The breakthrough is courtesy of researchers from the School of Engineering and Applied Science at Columbia University, Futurism reports. They were able to preserve the vascular network of a lung that they were creating a scaffold for. In addition, the researchers were able to do this by also getting rid of the damaged epithelial lining and then replaced it with healthy cells.
As achievements go, this is a huge win for the medical community as it can substantially change how lung diseases can be treated in the future. What’s more, it could dramatically reduce the number of people who die from respiratory diseases, including lung cancer.
In a press release, the study’s project leader Gordana Vunjak-Novakovic explains exactly why the replacement of the epithelial lining is so important.
"We reasoned that an ideal lung scaffold would need to have perfusable and healthy vasculature, and so we developed a method that maintains fully functional lung vasculature while we remove defective epithelial lining of the airways and replace it with healthy therapeutic cells.
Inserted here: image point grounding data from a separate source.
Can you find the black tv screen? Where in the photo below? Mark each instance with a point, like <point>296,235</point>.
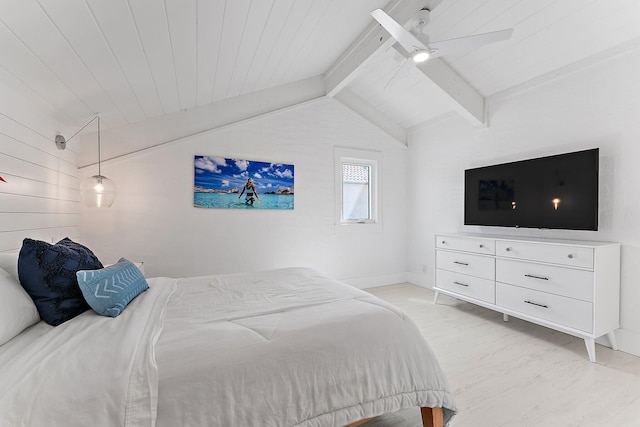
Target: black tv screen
<point>558,192</point>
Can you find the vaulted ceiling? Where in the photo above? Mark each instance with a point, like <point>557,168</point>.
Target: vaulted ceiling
<point>159,70</point>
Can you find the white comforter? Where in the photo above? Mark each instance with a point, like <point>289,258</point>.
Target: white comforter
<point>279,348</point>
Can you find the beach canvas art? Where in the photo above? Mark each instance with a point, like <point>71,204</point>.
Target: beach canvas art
<point>225,183</point>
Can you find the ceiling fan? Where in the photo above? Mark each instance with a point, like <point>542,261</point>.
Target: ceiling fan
<point>414,43</point>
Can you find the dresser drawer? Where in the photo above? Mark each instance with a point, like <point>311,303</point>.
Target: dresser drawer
<point>465,263</point>
<point>565,311</point>
<point>575,256</point>
<point>568,282</point>
<point>470,286</point>
<point>468,244</point>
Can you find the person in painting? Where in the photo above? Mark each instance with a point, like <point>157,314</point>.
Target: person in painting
<point>250,192</point>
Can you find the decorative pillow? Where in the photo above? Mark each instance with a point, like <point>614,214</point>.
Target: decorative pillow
<point>108,291</point>
<point>9,263</point>
<point>48,273</point>
<point>17,311</point>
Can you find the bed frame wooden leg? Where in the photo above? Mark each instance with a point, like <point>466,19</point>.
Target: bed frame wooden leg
<point>432,417</point>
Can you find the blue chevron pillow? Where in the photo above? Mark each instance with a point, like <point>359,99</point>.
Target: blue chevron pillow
<point>110,289</point>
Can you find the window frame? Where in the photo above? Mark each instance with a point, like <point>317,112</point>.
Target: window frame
<point>370,158</point>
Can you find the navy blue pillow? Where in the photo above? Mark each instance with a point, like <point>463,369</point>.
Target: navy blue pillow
<point>48,273</point>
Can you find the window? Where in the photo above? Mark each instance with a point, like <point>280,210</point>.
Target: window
<point>356,186</point>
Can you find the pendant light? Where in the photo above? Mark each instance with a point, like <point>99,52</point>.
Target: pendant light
<point>96,191</point>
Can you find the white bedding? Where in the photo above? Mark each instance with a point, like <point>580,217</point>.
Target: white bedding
<point>279,348</point>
This ability to selectively treat the pulmonary epithelium is important, as most lung conditions are diseases of the epithelium," Vunjak-Novakovic said.
What makes this breakthrough really special is how it will have an immediate impact on the survival rates of those that require a lung transplant. With just 20 percent of donor's lungs actually being viable for transplants, there is currently a severe shortage that this new method can cure.